Kirsten Walkom says the grief experienced by Williams' victims and their loved ones is not meant for entertainment.

The One Little Goat Theatre Company plans to premiere "Smyth/Williams'' in March, with an all-female cast that will alternate the roles of Ontario Provincial Police Det. Sgt. Jim Smyth and Williams through the performance.

The Toronto-based company says the play aims to raise awareness of sexual violence against women and calls the production an important part of a wider process of coming to terms with "the horror, rage and grief that such violence has occurred and continues to occur throughout Canada."

But Walkom says the play makes the victims' families feel exploited and should be cancelled.

Williams was sentenced to life in prison in October 2010 after pleading guilty to the murders of two women -- 37-year-old Cpl. Marie-France Comeau and 27-year-old Jessica Lloyd.

The former commander of CFB Trenton, Canada's largest military airfield, also pleaded guilty to 82 fetish break-and-enters and thefts as well as two sexual assaults.

Walkom was very close to Lloyd and her family. She attended every day of Williams' trial and provided a victim impact statement in court.

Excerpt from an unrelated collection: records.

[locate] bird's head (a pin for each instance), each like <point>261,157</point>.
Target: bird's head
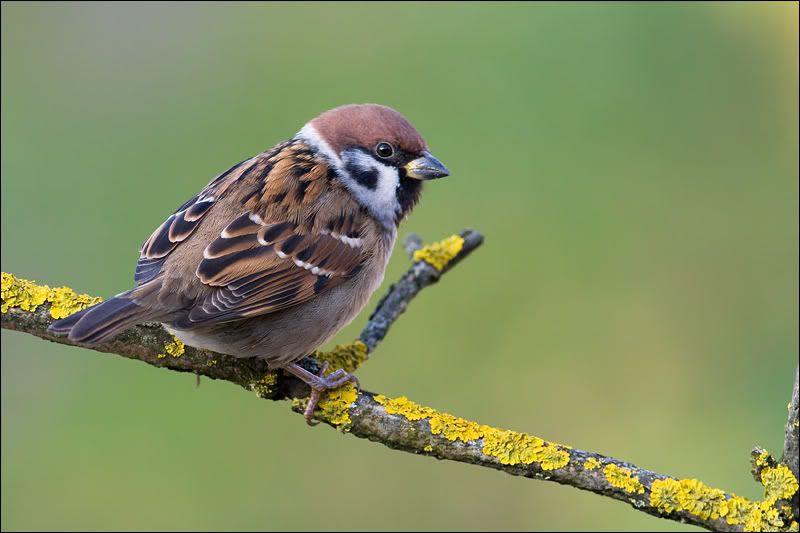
<point>378,156</point>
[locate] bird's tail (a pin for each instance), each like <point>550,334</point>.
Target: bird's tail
<point>100,322</point>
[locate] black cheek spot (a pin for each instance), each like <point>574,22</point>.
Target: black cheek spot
<point>366,177</point>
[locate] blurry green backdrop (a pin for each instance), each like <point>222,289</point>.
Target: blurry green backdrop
<point>633,167</point>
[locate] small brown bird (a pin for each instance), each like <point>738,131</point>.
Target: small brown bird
<point>282,250</point>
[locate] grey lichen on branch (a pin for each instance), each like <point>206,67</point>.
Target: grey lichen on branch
<point>404,425</point>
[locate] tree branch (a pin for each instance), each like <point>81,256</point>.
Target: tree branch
<point>403,425</point>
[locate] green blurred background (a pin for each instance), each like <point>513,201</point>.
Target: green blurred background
<point>633,167</point>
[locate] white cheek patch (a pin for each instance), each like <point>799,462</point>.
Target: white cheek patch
<point>373,184</point>
<point>378,193</point>
<point>311,136</point>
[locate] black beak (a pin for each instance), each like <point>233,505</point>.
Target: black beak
<point>426,167</point>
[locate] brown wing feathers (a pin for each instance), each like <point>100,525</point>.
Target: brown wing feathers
<point>298,234</point>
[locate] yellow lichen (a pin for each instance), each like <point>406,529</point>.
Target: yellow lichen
<point>737,509</point>
<point>335,405</point>
<point>512,448</point>
<point>439,254</point>
<point>764,517</point>
<point>701,500</point>
<point>509,447</point>
<point>404,406</point>
<point>28,296</point>
<point>779,482</point>
<point>665,495</point>
<point>552,458</point>
<point>21,293</point>
<point>453,428</point>
<point>263,387</point>
<point>623,478</point>
<point>345,356</point>
<point>175,348</point>
<point>591,464</point>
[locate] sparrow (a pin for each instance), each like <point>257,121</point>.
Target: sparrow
<point>281,251</point>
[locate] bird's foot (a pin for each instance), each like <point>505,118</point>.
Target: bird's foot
<point>319,383</point>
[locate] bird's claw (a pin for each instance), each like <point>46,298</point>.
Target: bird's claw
<point>320,383</point>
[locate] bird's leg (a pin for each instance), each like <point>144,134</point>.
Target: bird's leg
<point>319,383</point>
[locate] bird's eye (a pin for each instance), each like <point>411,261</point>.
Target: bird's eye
<point>384,150</point>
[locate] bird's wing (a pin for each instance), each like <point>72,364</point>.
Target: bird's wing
<point>297,235</point>
<point>182,224</point>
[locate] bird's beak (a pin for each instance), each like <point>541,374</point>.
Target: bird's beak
<point>426,167</point>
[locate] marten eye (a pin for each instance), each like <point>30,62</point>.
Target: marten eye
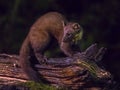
<point>76,26</point>
<point>69,34</point>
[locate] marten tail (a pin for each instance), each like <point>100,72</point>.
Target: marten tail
<point>25,61</point>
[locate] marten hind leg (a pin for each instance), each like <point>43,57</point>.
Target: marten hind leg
<point>39,45</point>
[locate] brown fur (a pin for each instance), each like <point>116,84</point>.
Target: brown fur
<point>39,36</point>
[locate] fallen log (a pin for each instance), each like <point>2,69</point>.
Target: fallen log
<point>78,72</point>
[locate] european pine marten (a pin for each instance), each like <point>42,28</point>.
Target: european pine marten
<point>51,24</point>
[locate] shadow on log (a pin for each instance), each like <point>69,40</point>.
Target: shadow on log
<point>78,72</point>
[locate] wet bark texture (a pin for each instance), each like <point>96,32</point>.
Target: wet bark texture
<point>78,72</point>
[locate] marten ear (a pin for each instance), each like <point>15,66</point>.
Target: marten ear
<point>76,26</point>
<point>64,23</point>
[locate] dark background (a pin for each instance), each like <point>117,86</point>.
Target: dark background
<point>99,18</point>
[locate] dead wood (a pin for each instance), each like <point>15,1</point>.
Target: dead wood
<point>79,71</point>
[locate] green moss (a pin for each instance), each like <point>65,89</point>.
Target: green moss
<point>38,86</point>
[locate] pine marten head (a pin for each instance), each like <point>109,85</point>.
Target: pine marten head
<point>72,32</point>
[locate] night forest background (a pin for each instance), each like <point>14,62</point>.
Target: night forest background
<point>100,20</point>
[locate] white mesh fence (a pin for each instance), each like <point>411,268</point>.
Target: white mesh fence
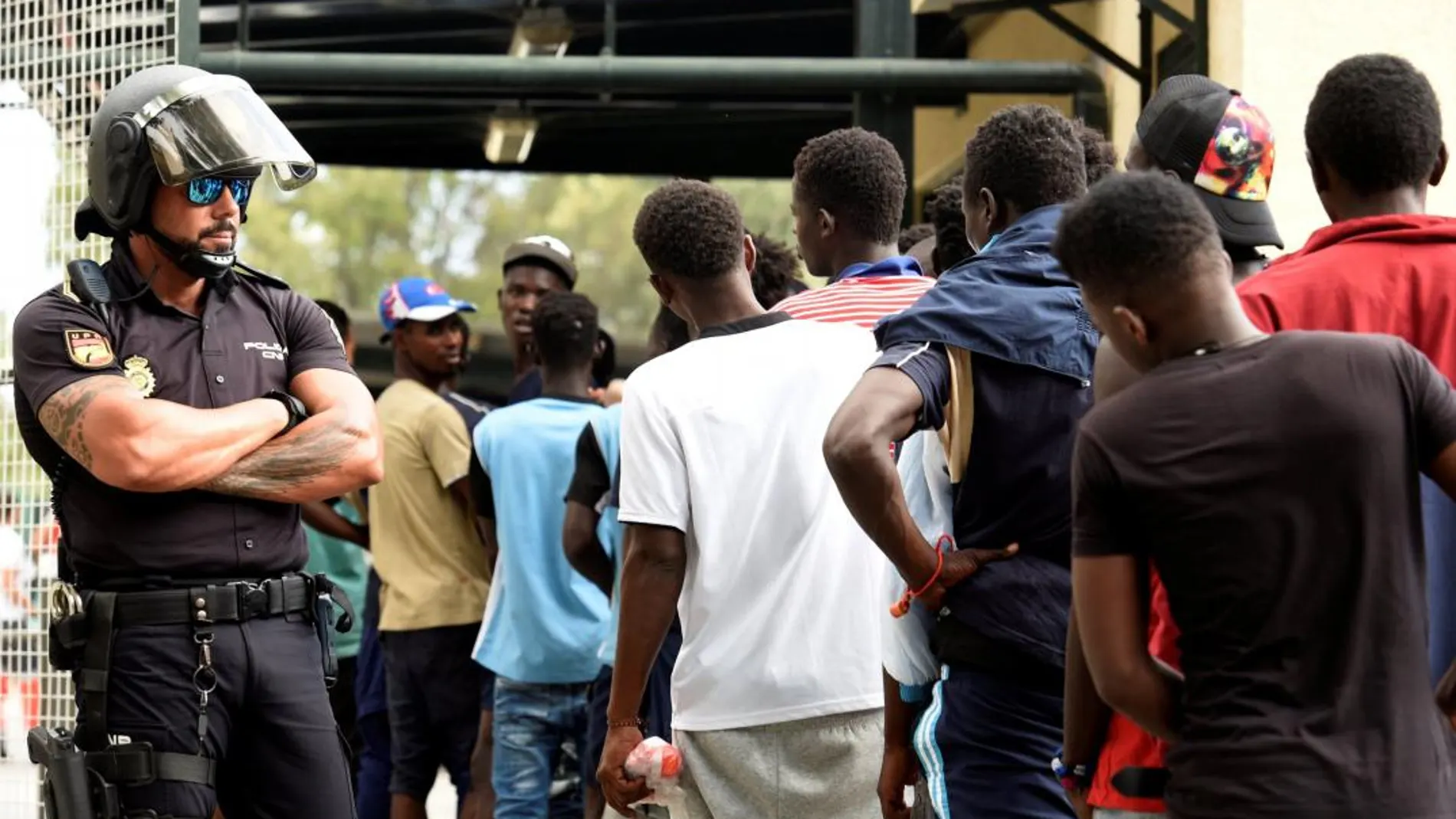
<point>57,60</point>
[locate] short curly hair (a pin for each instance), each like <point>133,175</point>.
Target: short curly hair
<point>1375,120</point>
<point>915,234</point>
<point>690,229</point>
<point>776,271</point>
<point>1098,153</point>
<point>857,176</point>
<point>564,328</point>
<point>1028,156</point>
<point>670,330</point>
<point>946,213</point>
<point>1136,234</point>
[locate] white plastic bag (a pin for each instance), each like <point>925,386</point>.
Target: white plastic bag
<point>660,764</point>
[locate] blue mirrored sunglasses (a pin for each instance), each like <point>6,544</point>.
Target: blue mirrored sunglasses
<point>210,189</point>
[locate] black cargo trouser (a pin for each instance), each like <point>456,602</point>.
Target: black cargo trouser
<point>270,726</point>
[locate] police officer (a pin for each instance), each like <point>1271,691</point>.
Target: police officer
<point>182,418</point>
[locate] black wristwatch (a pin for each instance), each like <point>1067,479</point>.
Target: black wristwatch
<point>297,414</point>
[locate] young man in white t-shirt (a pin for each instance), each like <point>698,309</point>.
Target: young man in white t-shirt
<point>733,517</point>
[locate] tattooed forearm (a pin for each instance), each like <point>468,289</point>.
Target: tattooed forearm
<point>284,469</point>
<point>63,415</point>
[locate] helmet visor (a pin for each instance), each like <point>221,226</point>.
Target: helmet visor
<point>216,127</point>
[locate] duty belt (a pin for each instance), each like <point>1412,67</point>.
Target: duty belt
<point>233,603</point>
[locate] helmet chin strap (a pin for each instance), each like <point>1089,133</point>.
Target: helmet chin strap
<point>194,260</point>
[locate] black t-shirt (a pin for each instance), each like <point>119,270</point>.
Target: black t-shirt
<point>1276,490</point>
<point>251,338</point>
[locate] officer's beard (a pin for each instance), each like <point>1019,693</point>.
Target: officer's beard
<point>216,229</point>
<point>195,259</point>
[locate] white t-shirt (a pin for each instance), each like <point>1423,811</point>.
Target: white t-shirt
<point>723,440</point>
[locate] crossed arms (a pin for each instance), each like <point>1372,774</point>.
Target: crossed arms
<point>155,445</point>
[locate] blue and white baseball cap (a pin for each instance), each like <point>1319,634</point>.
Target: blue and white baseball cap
<point>417,299</point>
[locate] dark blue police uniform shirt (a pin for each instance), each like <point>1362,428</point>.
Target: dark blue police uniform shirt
<point>249,339</point>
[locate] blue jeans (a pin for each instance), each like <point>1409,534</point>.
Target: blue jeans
<point>532,723</point>
<point>1439,516</point>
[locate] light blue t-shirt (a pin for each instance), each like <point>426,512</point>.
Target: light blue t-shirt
<point>543,621</point>
<point>608,430</point>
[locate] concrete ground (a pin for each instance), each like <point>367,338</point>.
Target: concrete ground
<point>19,793</point>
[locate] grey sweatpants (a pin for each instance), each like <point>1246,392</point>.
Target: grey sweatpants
<point>815,768</point>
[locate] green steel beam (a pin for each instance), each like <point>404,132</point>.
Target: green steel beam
<point>650,74</point>
<point>886,29</point>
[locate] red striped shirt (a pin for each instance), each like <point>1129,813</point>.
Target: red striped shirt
<point>861,300</point>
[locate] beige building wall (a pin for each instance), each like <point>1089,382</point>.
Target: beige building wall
<point>1276,61</point>
<point>1292,47</point>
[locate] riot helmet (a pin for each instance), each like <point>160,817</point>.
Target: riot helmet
<point>171,126</point>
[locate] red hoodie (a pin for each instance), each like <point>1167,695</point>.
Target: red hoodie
<point>1394,274</point>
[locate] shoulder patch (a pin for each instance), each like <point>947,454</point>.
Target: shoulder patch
<point>89,349</point>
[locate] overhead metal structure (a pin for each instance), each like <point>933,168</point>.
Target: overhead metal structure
<point>689,87</point>
<point>1187,54</point>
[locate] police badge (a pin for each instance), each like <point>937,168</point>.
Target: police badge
<point>139,372</point>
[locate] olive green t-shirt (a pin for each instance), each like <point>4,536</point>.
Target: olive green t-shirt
<point>428,556</point>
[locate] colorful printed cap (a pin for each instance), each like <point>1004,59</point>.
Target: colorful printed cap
<point>417,300</point>
<point>1223,146</point>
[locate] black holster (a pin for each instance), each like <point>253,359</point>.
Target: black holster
<point>66,786</point>
<point>328,597</point>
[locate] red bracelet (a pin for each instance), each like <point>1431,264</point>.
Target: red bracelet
<point>902,607</point>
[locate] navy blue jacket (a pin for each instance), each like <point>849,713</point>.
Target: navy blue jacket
<point>1031,345</point>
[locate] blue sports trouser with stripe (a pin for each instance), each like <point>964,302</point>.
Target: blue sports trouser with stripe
<point>1439,516</point>
<point>986,747</point>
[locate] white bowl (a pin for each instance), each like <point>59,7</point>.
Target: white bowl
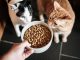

The 32-year-old said Lloyd's family is disgusted at the planned play.

"We need to stop sensationalizing violence against women and we're not doing ourselves any favours in pretending this is entertainment," said Walkom, who spoke on behalf of Lloyd's family and friends. "I also really feel victims, their families and their friends have the right to express their voice and to have more rights over their stories -- it's their narrative."